Nedelle Torrisi’s last breakup was bad – “not throwing-clothes-out-of-a-window bad”, she laughs now, but gruelling enough to leave her feeling blue as a bruise alone in Los Angeles, wading alone through the fuselage wreckage of a four-year friendship and band. “I was frustrated at the thought of starting over again, because it also dissolved the band we were in. The silver lining was that I was alone, so didn’t have to negotiate any musical decisions anymore.” A few months later, the Sufjan Stevens and Ariel Pink collaborator found herself with a batch of “unhinged, romantic, boy-crazy songs” that seeped romance from beneath every airy stroke of keyboard, lush 90s-R&B-throwback vocal and crisp drum machine clap. “I thought writing these sappy pop songs would somehow lift me out of that depression,” Nedelle remembers. Instead, the resulting album, ‘Advice from Paradise (Deluxe Edition)’, soon for re-release on Tin Angel Records, finds hope – revelling in the uncertainty, excitement and butterfly-flutter nerves of pulling yourself up from the ground and beginning again.
The daughter of a priest-turned-jazz drummer father and ex-nun turned pianist mum, Torrisi grew up in California steeped in music. She remembers singing for relatives as early as aged three, and trying to wriggle out of homework so she could listen to Whitney Houston. Music was “a given, not a choice” in her house, she recalls fondly – “you don’t just take 5 piano lessons and quit. So I chose the violin and my brother chose the clarinet, and we both studied the instruments into our twenties.”
‘Advice from Paradise (Deluxe Edition)’ features on backing vocals Domino baroque-pop favourite Julia Holter – someone Torrisi says is “a good reminder that listening to your heart and being yourself is always best. She doesn’t compromise her values for shallow gains. As we all know the music industry is a slimy place, so I think this says a lot about her character.” She learnt too from cult acclaimed folk troubadour Sufjan Stevens, who since releasing Nedelle’s old group, Cryptacize, on his Asthmatic Kitty label, has invited Torrisi to play in his backing band and sing on his latest album, ‘Carrie and Lowell’. “His work ethic is admirable, and as a band leader he’s good at challenging everyone so they never become complacent.”

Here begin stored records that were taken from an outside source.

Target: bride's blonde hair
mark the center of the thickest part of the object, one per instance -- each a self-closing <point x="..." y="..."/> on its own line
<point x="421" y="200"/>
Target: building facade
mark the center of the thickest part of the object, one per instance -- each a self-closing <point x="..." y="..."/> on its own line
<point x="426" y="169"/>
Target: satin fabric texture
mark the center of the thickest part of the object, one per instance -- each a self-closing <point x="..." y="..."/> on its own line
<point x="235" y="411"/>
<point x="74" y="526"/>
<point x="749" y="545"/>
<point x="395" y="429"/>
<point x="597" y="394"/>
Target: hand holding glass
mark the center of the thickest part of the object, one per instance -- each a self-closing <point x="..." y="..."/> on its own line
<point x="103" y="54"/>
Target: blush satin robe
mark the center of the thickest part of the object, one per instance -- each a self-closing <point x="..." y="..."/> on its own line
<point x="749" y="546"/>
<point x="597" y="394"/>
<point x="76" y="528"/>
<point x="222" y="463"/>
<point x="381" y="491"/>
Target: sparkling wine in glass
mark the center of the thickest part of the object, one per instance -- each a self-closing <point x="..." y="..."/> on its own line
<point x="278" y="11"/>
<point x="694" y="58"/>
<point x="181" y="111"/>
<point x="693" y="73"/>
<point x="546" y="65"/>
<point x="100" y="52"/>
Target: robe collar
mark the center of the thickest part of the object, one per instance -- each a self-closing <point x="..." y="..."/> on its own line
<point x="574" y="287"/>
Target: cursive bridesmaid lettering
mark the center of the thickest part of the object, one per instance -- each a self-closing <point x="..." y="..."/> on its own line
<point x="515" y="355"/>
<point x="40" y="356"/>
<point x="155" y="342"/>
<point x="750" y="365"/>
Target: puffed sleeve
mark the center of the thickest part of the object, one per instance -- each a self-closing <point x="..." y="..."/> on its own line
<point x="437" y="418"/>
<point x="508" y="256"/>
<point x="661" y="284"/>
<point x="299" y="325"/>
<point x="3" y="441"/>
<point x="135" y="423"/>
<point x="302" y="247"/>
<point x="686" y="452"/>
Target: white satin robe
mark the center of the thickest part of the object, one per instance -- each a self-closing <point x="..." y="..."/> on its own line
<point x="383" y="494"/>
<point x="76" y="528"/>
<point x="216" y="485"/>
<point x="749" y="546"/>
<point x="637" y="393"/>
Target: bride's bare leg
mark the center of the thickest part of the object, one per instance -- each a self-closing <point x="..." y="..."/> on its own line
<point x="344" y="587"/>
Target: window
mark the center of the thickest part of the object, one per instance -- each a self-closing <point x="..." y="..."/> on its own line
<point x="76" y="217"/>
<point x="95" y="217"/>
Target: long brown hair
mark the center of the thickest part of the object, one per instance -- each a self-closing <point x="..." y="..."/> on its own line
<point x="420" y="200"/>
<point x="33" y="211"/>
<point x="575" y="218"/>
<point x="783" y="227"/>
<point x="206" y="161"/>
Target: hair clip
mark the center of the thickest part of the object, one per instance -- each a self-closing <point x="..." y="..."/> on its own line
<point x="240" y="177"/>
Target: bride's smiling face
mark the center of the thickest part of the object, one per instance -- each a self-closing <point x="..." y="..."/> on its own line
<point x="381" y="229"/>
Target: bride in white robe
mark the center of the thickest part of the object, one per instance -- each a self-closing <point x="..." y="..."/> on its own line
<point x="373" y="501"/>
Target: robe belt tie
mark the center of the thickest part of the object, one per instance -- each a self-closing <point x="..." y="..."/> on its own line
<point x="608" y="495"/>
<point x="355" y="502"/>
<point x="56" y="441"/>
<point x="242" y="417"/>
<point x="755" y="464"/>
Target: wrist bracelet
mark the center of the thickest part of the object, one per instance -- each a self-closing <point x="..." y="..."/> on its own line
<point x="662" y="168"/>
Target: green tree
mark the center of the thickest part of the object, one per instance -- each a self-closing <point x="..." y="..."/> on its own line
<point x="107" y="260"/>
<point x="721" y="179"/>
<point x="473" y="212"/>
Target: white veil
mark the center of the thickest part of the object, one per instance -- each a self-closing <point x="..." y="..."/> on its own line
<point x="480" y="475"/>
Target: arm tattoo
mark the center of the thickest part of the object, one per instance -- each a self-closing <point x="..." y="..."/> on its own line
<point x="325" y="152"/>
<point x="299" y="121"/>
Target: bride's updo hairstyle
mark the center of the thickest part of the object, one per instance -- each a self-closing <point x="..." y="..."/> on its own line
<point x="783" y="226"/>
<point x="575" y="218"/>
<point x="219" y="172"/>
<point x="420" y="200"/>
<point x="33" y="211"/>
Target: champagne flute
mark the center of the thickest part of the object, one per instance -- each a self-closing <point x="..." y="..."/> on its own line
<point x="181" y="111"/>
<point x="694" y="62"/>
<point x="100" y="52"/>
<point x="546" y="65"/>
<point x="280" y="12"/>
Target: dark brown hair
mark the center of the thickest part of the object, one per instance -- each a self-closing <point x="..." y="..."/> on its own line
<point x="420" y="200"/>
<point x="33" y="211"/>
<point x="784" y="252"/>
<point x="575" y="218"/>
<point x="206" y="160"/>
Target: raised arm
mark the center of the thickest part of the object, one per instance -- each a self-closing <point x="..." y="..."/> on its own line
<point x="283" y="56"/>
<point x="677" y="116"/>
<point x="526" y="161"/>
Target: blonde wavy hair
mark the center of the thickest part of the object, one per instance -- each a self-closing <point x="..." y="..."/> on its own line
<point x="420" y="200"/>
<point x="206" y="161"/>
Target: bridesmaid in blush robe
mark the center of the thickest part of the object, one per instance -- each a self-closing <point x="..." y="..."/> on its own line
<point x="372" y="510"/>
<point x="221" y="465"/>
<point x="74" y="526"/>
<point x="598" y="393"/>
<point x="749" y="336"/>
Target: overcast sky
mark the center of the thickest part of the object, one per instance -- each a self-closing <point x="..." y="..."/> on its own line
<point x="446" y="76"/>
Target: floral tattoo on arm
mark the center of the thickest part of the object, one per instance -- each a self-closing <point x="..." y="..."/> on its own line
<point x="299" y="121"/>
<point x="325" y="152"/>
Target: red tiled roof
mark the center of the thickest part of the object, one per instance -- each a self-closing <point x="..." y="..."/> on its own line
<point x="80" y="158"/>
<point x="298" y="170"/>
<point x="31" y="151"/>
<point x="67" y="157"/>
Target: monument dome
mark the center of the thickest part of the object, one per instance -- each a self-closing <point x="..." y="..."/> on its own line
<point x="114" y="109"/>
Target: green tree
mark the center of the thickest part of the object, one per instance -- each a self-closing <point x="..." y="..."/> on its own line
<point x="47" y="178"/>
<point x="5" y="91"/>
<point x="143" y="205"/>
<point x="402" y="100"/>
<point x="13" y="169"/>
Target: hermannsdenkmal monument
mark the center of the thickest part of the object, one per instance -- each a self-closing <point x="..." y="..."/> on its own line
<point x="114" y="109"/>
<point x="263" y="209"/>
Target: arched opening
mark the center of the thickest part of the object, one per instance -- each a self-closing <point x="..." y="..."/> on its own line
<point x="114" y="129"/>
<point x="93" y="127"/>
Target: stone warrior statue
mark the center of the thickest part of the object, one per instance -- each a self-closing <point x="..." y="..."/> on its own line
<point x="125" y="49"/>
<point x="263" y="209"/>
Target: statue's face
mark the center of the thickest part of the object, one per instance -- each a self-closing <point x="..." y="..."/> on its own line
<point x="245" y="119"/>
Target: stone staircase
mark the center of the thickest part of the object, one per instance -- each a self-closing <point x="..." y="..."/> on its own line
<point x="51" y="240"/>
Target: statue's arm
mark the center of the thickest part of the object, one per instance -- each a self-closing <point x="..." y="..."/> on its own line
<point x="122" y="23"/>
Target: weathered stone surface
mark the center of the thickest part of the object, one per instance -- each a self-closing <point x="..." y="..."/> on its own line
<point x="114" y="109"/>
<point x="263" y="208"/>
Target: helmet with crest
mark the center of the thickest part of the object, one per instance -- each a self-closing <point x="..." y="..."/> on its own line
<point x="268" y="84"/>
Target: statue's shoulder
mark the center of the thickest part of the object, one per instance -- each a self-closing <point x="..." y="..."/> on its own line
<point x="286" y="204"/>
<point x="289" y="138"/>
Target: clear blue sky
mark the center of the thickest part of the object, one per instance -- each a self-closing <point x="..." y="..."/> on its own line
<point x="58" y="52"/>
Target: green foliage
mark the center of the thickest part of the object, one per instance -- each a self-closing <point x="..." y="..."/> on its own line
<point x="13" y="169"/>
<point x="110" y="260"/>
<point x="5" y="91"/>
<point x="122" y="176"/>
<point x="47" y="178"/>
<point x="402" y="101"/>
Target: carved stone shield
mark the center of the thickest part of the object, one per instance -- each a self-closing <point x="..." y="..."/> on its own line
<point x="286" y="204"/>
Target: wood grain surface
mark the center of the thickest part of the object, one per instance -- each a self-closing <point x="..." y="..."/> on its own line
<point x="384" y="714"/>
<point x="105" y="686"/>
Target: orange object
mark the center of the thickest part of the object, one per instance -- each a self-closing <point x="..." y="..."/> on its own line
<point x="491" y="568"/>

The album was recorded in two weeks with Haunted Graffiti member and former housemate Kenny Gilmore, with whom Nedelle “slept at the studio and worked all day until we became cross-eyed.” Then, disaster struck. “So, the album was missing in Russia for four months,” says Nedelle, incredibly. “The story is crazy, involving Russian friends, a nice taxi company, and a lot of luck, but we got it back!”